第19章爪哇条约(1/2)
满者伯夷帝国的皇宫內烛火摇曳,映照著老皇帝维卡拉玛瓦哈纳惨白的脸。他瘫坐在镶满宝石却冰冷刺骨的孔雀御座上,手中纯金酒杯里的棕櫚酒因他无法抑制的颤抖而不断晃动,洒湿了他华贵的丝袍。“不可能……我帝国的水师……雄霸南洋数十载,怎么会……”他喃喃自语,浑浊的双眼里充满了血丝与难以置信的震惊,仿佛一夜之间苍老了二十岁。
殿门被无声地推开,苏希达公主的身影在幽暗的光线下显得格外修长冷冽。她身后跟著两名心腹侍卫,鎧甲摩擦发出轻微的鏗鏘声。“父王,”她的声音如同寒冰,穿透了宫殿內沉闷的空气,“枢密院的重臣和部落首领们已在偏殿等候多时,急需您的最终决断。”
老皇帝猛地抬起头,像是被刺痛了一般:“决断?我们还能有什么决断?明军的那些……那些会喷火的怪物!那东西是叫『火神』是吗……那不是人间该有的兵器!那是天罚!是天神对朕的惩罚!”他的声音因恐惧和绝望而变得尖利。
“正因为如此,帝国才更需要一位清醒、果决的统治者来带领我们渡过这场浩劫。”苏希达步步逼近,绣鞋踩在光滑的大理石地面上,发出清晰的迴响,“您已经老了,被往日的荣光蒙蔽了双眼。为了帝国的存续,您该退位了。”
维卡拉玛瓦哈纳突然爆发出一阵悽厉的大笑,笑声在空旷的宫殿里迴荡,带著无尽的悲凉:“我亲爱的女儿,你以为献上你父王的头颅,明人就会满足了吗?他们远渡重洋,要的是我们世代居住的土地,是我们积累百年的財富,是我们子子孙孙为奴为婢!投降?那不过是延缓死亡的毒药!”
话音未落,一道寒光如毒蛇般闪过!老皇帝身体猛地一僵,难以置信地低头看向插在自己胸口直至末柄的镶宝石匕首,然后又缓缓抬起眼,看向女儿那张近在咫尺、却冰冷得如同雕塑般的面容。
“你……你这愚蠢的举动……会把帝国……带向万劫不復的深渊……”这是他最后的遗言,带著无尽的悔恨与诅咒,身躯缓缓滑倒在御座之下。
三日后,仓促登基的新女皇苏希达,派出了以重臣拉登·帕卡为首的和谈使团,乘坐著卸下武器的船只,前往明军控制的锦石港。
谈判地点设在新落成的“怀远堂”內,此堂完全按照大明规制建造,气势恢宏。
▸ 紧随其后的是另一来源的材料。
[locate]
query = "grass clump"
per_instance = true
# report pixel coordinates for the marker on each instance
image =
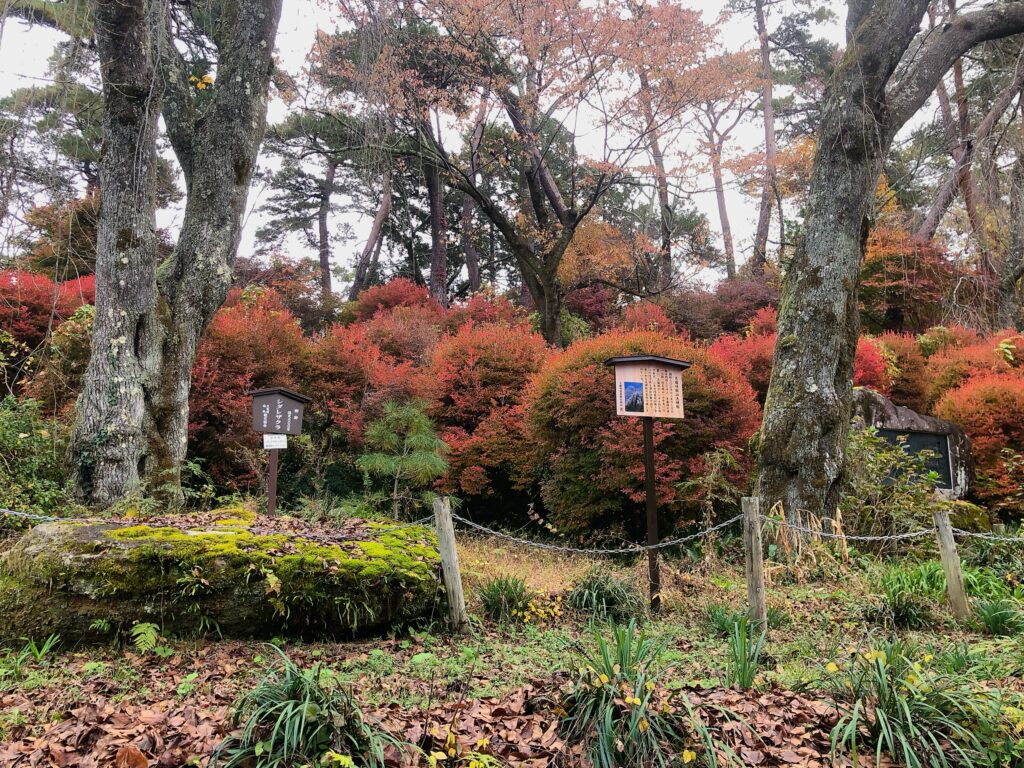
(893, 699)
(505, 598)
(293, 717)
(603, 595)
(745, 644)
(999, 617)
(619, 709)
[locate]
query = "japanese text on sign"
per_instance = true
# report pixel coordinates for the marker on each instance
(648, 389)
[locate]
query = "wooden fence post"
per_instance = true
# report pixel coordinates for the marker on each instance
(951, 564)
(450, 562)
(755, 559)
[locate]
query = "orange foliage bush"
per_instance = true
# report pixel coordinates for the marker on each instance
(645, 315)
(590, 462)
(407, 332)
(908, 369)
(351, 378)
(32, 304)
(477, 377)
(256, 343)
(398, 292)
(751, 355)
(990, 409)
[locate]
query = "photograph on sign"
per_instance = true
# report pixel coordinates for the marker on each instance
(274, 441)
(634, 396)
(648, 389)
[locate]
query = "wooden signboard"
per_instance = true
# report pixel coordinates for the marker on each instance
(652, 388)
(649, 386)
(278, 411)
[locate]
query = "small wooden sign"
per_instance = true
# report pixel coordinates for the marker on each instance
(271, 441)
(278, 411)
(647, 385)
(650, 387)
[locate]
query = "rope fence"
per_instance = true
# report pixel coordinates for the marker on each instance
(633, 549)
(753, 521)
堂內正北高悬永乐皇帝朱棣御笔亲书的“怀柔远人”九龙金匾,下方设蟠龙屏风。两侧依序排列著代表大明两京十三省的绣金龙旗,以及代表汉王、寧王、吴王的诸侯旌节。明军卫士身著精致的亮银山文甲,手持丈二长戟,如铜浇铁铸般分立两侧,肃杀之气几乎凝成实质,压迫得人喘不过气。
谈判用的紫檀木长案光可鑑人,清晰地映出双方代表各异的神情。三位藩王的代表已然就座:寧王府的首席谋士公孙明,身著天青色杭绸儒衫,手持白鹤羽扇,神色从容淡定,仿佛即將进行的不是一场决定一国命运的谈判,而是一场寻常的清谈;吴王朱允熥麾下的曹国公李景隆,虽已年过五旬,鬢角染霜,但经此战过后一扫多年来的颓唐暮气,挺直了腰背,眉宇间重新焕发出將门虎裔的英武之气,眼神锐利,显得斗志昂扬;而最引人注目的,是汉王朱高煦力荐的於仁,仅著一袭半旧的靛蓝棉布直身,浑身上下无任何佩饰,却坐姿如钟,气度沉静雍容,自有一股令人不敢小覷的非凡气度。
满者伯夷使团在首席使臣、帝国宰相拉登·帕卡的带领下,步履沉重地踏入大厅。这些往日趾高气扬、遍身綾罗珠宝的贵族重臣,此刻个个面色苍白,眼神闪烁,脚步虚浮,华丽的锦袍也掩不住他们的惊惶失措。
拉登·帕卡强自镇定,目光扫过明方代表,最终落在主位空缺的龙纹椅上,声音乾涩地开口:“尊贵的大明使者,我苏希达女皇陛下怀揣著最大的和平诚意,派遣我等前来,祈望能化干戈为玉帛。”